My day job is directing videos, and cliché as it sounds, actors are always asking about their motivation and whatnot, which is of course annoying but a very useful reminder for a writer. That stuff isn't usually on the page (I don't write the scripts), so I have to make something up, often with the actor's input, because they've invested way more in character than I have. Especially secondary characters, because otherwise they're just standing there looking like an asshole. So I find some "business" for them. Even the protag. Just something for them to do with their hands or preoccupy themselves while the scene's happening, for more realism. And that's helped me to think more about these things when writing fiction, imagining it on screen and all the mise-en-scène that influences the viewer's/reader's experience.
What kind of videos?
Ha ha, I just imagined my non POV characters breaking the 4th wall and asking me "what's my motivation in this scene?" That could be a good way to imagine it...

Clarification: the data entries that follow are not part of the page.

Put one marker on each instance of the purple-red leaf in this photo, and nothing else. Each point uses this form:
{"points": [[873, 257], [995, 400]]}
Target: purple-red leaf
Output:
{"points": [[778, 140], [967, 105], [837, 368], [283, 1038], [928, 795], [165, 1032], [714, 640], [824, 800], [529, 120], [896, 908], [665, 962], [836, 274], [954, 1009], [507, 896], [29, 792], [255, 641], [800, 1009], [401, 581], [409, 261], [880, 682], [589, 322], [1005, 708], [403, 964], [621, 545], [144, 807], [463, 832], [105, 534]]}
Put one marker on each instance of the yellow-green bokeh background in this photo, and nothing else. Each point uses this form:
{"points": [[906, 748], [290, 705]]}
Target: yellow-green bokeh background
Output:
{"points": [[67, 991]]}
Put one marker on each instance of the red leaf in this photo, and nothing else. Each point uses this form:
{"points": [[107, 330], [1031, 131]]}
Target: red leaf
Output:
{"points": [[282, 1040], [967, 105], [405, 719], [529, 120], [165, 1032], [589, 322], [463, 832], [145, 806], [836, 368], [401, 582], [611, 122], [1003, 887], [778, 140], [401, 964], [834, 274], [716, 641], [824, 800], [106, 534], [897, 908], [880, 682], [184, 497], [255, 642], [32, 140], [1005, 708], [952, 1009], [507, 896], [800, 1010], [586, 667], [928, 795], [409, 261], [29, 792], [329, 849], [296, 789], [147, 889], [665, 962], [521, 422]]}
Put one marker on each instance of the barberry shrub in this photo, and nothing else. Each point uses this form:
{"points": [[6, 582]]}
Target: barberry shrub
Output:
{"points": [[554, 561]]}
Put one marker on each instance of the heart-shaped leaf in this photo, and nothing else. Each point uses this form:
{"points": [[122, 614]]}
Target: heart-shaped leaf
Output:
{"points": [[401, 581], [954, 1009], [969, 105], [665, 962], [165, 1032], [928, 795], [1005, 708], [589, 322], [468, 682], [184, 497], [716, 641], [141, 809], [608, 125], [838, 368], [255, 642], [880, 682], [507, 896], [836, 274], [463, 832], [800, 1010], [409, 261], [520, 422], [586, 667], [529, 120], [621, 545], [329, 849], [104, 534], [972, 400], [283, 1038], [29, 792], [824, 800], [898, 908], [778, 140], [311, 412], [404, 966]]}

Hey, at least they're talking to you. heh heh
I've made every kind of video at some point. But the past 15 years they've been for a Very Large Corporation: training, product promos, customer education, social media, whatever they need, constantly evolving with shorter and shorter deadlines and dwindling budgets. We recently brought all of our agency TV commercial production in-house, so I'll probably be involved there soonishly, too. I try not to interfere with the writers too much, but it's tough to hold my tongue sometimes.
This thread just reminded me of the time I was given the challenge of writing a short story in the first person. I had been watching a TV series Being Human at the time and the song Animal I have Become by Three Day's Grace popped up on my playlist and I suddenly had this inspiration about a reluctant werewolf who eventually just accepts what he is.
I wish I still had the story, I had it on a flash drive that wasn't backed up and it got dropped in a coffee cup .... :/ anyway I wonder if I could remember it.
Might I suggest OneNote... It's the one thing Microsoft got (pretty much) right. You drag a file into your notebook, and boom, saved in the cloud.
@Thuggish, If only I could go back in time ....
This exercise rules. Great, unexpected short stories can arise from this, stuff that will even surprise you, as you write them:
1. Select a line from a poem that resonates with you. Feel free to substitute a line from anything really: a biography, a speech, a song, etc.
2. Next, consider a recent (perhaps troubling) dream.
3. Then, recall a problem you're having with another person.
4. Now, once you've got these items firmly in mind, write a fictional account that weaves these three disparate strands together, following the steps below:
1. Line from poem or whatever: write two paragraphs based on the line.
2. Dream: write two paragraphs using fragments or themes from your dream.
3. Problem: write two paragraphs concerning the conflict you had with another person.
4. Put it all together: weave the elements together any way you'd like. Follow your impulses. Something is probably already occurring to you.
And that's it! I find that this works best for short stories. The first time I tried it, the end story bore no resemblance to the paragraphs I started with and it felt like magic. Play loose with the rules; this isn't a strict exercise; do what works and what feels right.
p.s. The above exercise comes from "The Portable MFA In Creative Writing" from The New York Writers Workshop.
@ubik, I'm going to have to try that!
It's a lot of fun, Sue. I recommend using it loosely; do whatever works; follow your instincts. You should be surprised with what results from this exercise. I wouldn't mind writing an entire collection of stories using it for each one, just to see what comes out.
If any of you try the exercise I posted, let me know how they came out. Trust me, it's a lot of fun.